In September, shortly after the GOP released the initial framework for its so-called middle-class tax plan, multiple independent analyses revealed that millionaires would reap the greatest benefit, both as a share of the entire tax cut and as a percentage of their income.
The public narrative quickly shifted to the tax plan being a giveaway to the wealthy, and opinion polling revealed the plan was unpopular. So when House leaders unveiled formal legislation on Thursday, they made sure to highlight a provision that maintains a top rate of 39.6% for those reporting income of $1 million or more.
It’s a clever talking point that may temporarily provide political cover, but it is not a game-changer. The nation’s most affluent families tend to earn their money in different ways than the rest of us, and the House bill either creates or retains special loopholes for those types of income that dramatically water down the effect of the 39.6% rate. This is not breaking news. Tax writers are fully aware of this.
Under current law, the top tax rate on most investment income (capital gains and dividends) tops out at just 23.8%—far below the 39.6% rate applied to salaries and wages. This preference for income earned from investments over ordinary wages is the reason Warren Buffett, as he says, pays a lower tax rate than his secretary. The House tax plan leaves this loophole in place. As long as this loophole remains untouched, it will make little difference to wealthy investors whether the top ordinary income tax rate is 35%, 39.6%, or any other level because that rate will not apply to investment income. If lawmakers genuinely wanted to signal to the public that they intend to focus on the middle class, they would have closed this controversial loophole.
Instead, tax writers created more special carve-outs for the highest-income households that make the 39.6% top rate seem far less significant by comparison. Most notably, the plan eliminates the estate tax, which only the wealthiest 0.2% pay, as the first $11 million in wealth is exempt from the tax. The sole reason for repealing this tax is to shower more tax benefits on the wealthy. The legislation also dramatically reduces tax rates for corporations and other highly profitable businesses, and repeals the backstop Alternative Minimum Tax (AMT), which ensures that high-income taxpayers pay at least some basic amount of tax, no matter how many loopholes their accounts helped them find. All these provisions would offer an enormous windfall to the nation’s wealthiest families, despite a 39.6% top rate being left in place for salaries and wages.
House leadership essentially has chosen to answer public concerns about inequities in our current tax system by making them much worse, but in ways that can be difficult for everyone except tax accountants and analysts to understand.

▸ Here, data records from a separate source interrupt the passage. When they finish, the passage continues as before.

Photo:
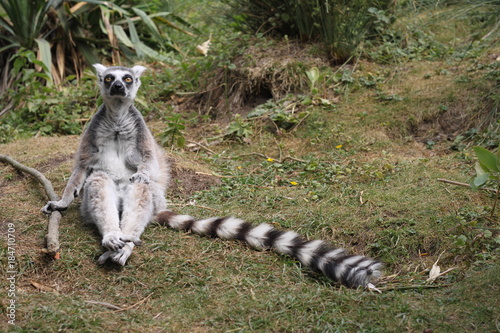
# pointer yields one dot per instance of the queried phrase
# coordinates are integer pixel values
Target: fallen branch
(133, 305)
(52, 237)
(465, 184)
(267, 158)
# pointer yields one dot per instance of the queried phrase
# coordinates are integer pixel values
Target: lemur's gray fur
(120, 169)
(123, 175)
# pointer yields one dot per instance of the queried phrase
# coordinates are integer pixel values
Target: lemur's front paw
(54, 205)
(116, 240)
(140, 177)
(112, 241)
(120, 256)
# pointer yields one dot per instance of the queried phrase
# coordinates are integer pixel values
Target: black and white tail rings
(350, 270)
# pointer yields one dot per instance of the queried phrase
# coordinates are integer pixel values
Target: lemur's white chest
(117, 154)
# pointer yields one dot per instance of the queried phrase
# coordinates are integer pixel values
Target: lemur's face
(119, 82)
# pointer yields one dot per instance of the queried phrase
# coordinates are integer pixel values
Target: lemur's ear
(138, 70)
(100, 69)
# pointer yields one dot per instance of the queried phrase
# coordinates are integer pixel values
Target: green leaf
(481, 180)
(488, 160)
(122, 36)
(45, 55)
(313, 75)
(150, 24)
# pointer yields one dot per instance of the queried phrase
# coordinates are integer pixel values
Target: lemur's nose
(117, 89)
(118, 85)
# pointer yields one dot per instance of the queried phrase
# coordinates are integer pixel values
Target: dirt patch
(445, 125)
(187, 178)
(255, 76)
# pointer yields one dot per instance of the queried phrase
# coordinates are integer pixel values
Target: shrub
(339, 24)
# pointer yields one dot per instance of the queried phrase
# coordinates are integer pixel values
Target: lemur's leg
(100, 205)
(138, 208)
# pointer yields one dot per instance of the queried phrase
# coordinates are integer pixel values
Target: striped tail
(351, 270)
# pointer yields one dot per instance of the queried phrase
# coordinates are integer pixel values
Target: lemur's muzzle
(117, 89)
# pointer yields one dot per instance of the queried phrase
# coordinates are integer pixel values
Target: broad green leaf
(481, 180)
(479, 169)
(45, 55)
(487, 159)
(149, 23)
(313, 75)
(122, 36)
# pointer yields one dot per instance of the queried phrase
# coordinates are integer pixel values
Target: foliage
(66, 36)
(487, 169)
(339, 24)
(43, 109)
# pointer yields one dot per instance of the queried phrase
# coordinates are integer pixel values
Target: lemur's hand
(140, 177)
(54, 205)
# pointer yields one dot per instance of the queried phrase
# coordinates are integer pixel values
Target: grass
(368, 182)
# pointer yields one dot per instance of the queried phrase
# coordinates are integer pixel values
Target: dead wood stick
(52, 237)
(264, 156)
(464, 184)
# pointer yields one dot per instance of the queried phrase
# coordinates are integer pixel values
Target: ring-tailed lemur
(123, 175)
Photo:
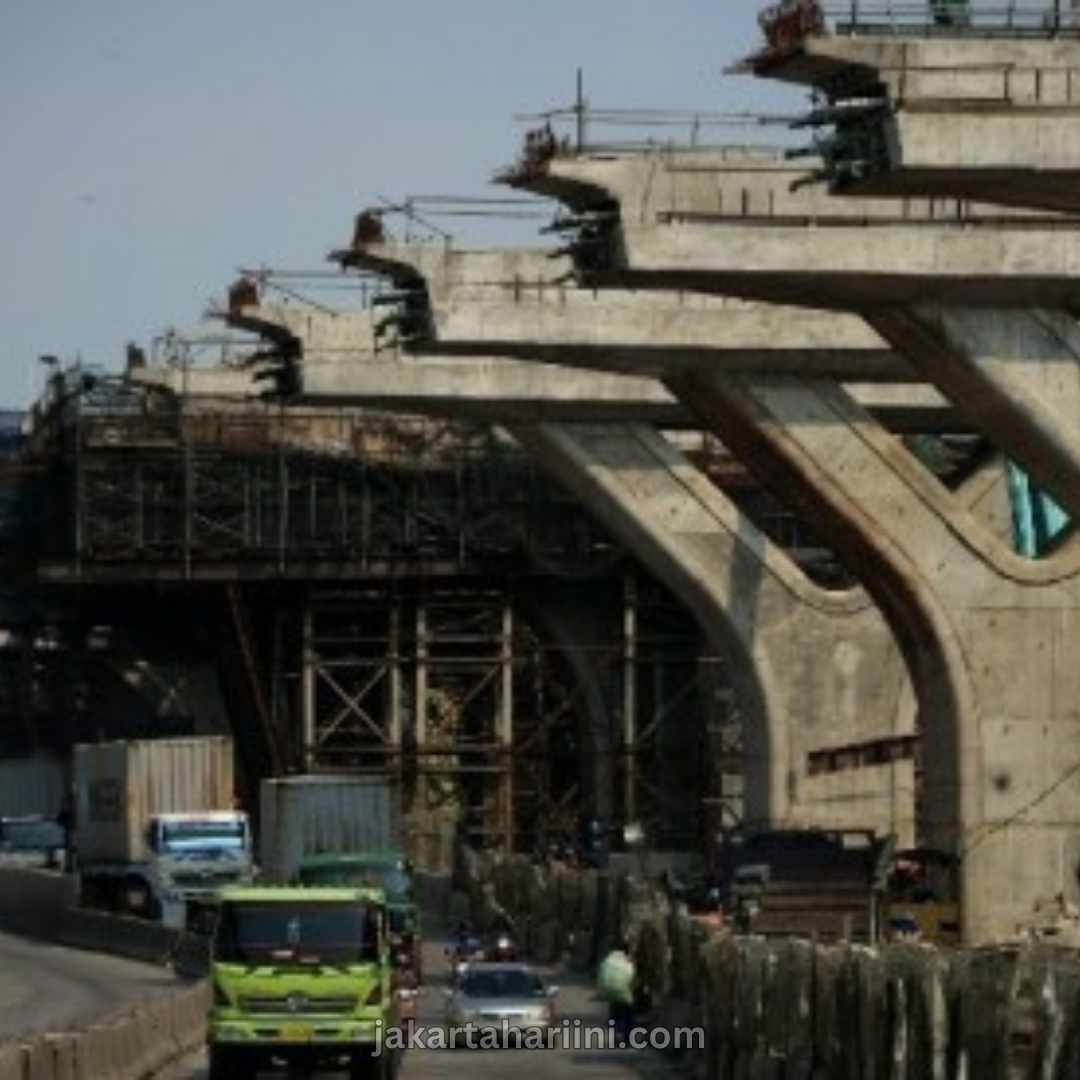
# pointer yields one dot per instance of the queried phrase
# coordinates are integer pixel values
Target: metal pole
(630, 701)
(505, 732)
(579, 109)
(308, 690)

Consider the proposed top rate of 25% that would apply to most types of business profits. Business owners would pay rates of no more than 25% on their income, while their employees would still be subject to rates ranging up to 39.6%. This creates a clear inequity and special tax preference for the types of income earned by the most affluent taxpayers. Business income, which makes up around a quarter of the earnings of the nation’s millionaires, is another reason House leaders were so quick to abandon their plan to cut the top tax rate on salaries and wages: precisely the types of income that millionaires are less likely to rely upon.
There likely won’t be much outcry over the top tax rate staying at 39.6%, even among wealthy special interests who are pushing for tax reform, because they’ve already succeeded in ensuring that the House proposal will include enough loopholes to stop that top tax rate from applying most of the time.
My colleagues at the Institute on Taxation and Economic Policy produced an analysis of the September framework, which would have cut the top rate to 35%, and found that the share of the overall tax cut going to millionaires would have fallen by less than 2 percentage points, from 58.6% to 56.8%, if that top rate cut had been left out while the other tax cuts for the wealthy remained intact.
The unfortunate truth is that this so-called millionaires’ tax is little more than a talking point developed to assuage public concern about income inequality and a tax plan that could make it worse by substantially boosting the after-tax income of the wealthiest Americans.
Alan Essig is the executive director of the Institute on Taxation and Economic Policy.